In this paper, we address the problem of optimal and safe coordination of autonomous vehicles through a traffic intersection. We state the problem as a finite time, constrained optimal control problem, a combinatorial optimization problem that is difficult to solve in real-time. A low complexity computational scheme is proposed, based on a hierarchical decomposition of the original optimal control formulation, where a central coordination problem is solved together with a number of local optimal control problems for each vehicle. We show how the proposed decomposition allows a reduction of the complexity of the central problem, provided that approximated parametric solutions of the local problems are available beforehand. We derive conditions for the construction of the parametric approximations and demonstrate the method with a numerical example.

Cooperative receding horizon conflict resolution at traffic intersections

In this article, we consider the problem of coordinating a number of vehicles crossing a traffic intersection. The proposed solution is based on a receding horizon formulation with a pre-defined decision order. In this approach, local problems are formulated for each vehicle, which are divided into a finite-time optimal control problem, where collision avoidance is enforced as terminal constraints, and an infinite horizon control problem, which can be solved offline. Feasibility conditions for a given decision sequence are also derived and simulation results are presented.

Communication analysis for centralized intersection crossing coordination

Coordination of autonomous cooperative vehicles is an important challenge for future intelligent transportation systems. In particular, coordination to cross intersections captures the inherent and connected challenges among control and communication. While intersection coordination and vehicular wireless communication have both received extensive treatment in their respective communities, few works consider their interaction. We provide a communication system analysis for the specific problem of centralized intersection crossing coordination, leading to design guidelines for both uplink (whereby vehicles send intentions to the central controller) and downlink (where the controller prescribes vehicles of safe control actions).

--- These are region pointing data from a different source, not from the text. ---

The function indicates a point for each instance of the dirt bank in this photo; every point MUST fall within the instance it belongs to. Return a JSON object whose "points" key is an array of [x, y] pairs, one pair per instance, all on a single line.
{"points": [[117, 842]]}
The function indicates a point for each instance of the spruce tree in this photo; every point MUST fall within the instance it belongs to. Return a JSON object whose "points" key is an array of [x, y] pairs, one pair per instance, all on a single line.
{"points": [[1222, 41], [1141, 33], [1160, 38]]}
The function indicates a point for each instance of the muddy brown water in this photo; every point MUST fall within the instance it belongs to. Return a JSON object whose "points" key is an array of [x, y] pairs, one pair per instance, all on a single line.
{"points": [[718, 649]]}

Design and Experimental Validation of a Cooperative Driving Control Architecture for the Grand Cooperative Driving Challenge 2016

In this paper, we present the cooperative driving system developed by the Chalmers car team for the grand cooperative driving challenge 2016. This paper gives an overview of the system architecture and describes in detail the communication, signal processing, and decision-making sub-systems. Experimental results demonstrate the system’s performance and operation according to the rules and requirements of the competition.

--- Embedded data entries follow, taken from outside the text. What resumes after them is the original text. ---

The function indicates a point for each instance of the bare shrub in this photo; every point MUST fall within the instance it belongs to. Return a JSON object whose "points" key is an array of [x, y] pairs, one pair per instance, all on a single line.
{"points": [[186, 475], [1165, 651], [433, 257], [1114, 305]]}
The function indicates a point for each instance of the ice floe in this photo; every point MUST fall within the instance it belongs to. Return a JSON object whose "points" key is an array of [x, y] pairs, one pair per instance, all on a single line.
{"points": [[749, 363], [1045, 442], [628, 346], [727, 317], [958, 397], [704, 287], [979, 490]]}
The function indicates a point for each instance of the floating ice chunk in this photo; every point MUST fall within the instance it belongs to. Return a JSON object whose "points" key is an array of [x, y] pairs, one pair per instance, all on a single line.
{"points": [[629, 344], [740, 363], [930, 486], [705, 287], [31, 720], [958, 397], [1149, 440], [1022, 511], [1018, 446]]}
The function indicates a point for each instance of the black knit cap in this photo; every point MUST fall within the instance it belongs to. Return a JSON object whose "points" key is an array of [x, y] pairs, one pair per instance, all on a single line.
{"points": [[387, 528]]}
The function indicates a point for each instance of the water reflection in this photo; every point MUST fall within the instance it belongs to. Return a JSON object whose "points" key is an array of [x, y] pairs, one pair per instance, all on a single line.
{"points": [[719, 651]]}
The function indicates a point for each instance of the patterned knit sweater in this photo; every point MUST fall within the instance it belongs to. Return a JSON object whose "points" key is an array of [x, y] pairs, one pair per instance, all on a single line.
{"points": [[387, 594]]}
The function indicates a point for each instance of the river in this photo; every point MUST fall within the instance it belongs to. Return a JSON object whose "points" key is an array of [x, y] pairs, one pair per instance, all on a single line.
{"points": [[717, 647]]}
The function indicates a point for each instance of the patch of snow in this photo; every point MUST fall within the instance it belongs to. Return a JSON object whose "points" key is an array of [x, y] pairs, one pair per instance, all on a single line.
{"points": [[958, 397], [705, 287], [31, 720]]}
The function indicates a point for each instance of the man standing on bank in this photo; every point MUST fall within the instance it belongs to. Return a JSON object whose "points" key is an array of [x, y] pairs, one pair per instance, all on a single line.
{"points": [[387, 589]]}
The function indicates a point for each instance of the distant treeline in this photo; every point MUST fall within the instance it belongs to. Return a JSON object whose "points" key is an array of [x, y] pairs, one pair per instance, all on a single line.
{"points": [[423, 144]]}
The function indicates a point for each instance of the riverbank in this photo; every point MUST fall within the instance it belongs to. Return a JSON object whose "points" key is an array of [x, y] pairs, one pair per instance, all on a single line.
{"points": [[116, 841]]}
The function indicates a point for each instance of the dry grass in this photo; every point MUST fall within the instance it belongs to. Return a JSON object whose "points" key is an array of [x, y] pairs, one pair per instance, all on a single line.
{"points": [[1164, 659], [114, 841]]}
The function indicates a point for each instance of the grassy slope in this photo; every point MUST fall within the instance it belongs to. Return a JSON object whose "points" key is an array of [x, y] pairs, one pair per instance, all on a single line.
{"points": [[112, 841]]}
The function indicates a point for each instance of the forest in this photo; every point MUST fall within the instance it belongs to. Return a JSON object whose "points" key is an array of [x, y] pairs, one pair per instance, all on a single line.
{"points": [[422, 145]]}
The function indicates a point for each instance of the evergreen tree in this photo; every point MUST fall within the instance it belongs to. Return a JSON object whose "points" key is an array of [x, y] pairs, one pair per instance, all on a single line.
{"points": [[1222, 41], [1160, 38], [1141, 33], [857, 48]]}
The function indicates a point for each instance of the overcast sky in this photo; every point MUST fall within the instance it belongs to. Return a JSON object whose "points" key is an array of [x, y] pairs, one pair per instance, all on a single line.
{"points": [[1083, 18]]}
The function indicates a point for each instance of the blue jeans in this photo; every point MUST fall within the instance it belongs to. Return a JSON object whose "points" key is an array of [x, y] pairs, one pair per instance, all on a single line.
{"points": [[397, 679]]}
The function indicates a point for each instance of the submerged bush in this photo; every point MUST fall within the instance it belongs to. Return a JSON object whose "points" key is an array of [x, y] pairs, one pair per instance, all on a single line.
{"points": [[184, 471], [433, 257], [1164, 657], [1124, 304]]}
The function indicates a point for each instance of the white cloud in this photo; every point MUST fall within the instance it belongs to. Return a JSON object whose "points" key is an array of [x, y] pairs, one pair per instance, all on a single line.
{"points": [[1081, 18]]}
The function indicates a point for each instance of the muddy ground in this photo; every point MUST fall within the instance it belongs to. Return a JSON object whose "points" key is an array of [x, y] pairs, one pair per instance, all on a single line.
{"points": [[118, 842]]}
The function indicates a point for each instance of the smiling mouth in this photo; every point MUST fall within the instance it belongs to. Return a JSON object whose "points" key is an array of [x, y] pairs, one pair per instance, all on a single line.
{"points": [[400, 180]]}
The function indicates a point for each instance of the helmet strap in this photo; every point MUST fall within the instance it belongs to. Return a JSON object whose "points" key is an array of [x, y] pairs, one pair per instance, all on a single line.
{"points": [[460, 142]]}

Primal decomposition of the optimal coordination of vehicles at traffic intersections

In this paper we address the problem of coordinating automated vehicles at intersections, which we state as a constrained finite horizon optimal control problem. We present and study the properties of a primal decomposition of the optimal control problem. More specifically, the decomposition consists of an upper problem that allocates occupancy time-slots in the intersection, and lower-level problems delivering control policies for each vehicle. We investigate the continuity class of the upper problem, and show that it can be efficiently tackled using a standard sequential quadratic programming and that most computations can be distributed and performed by the participating vehicles. The paper is concluded with an illustrative numerical example.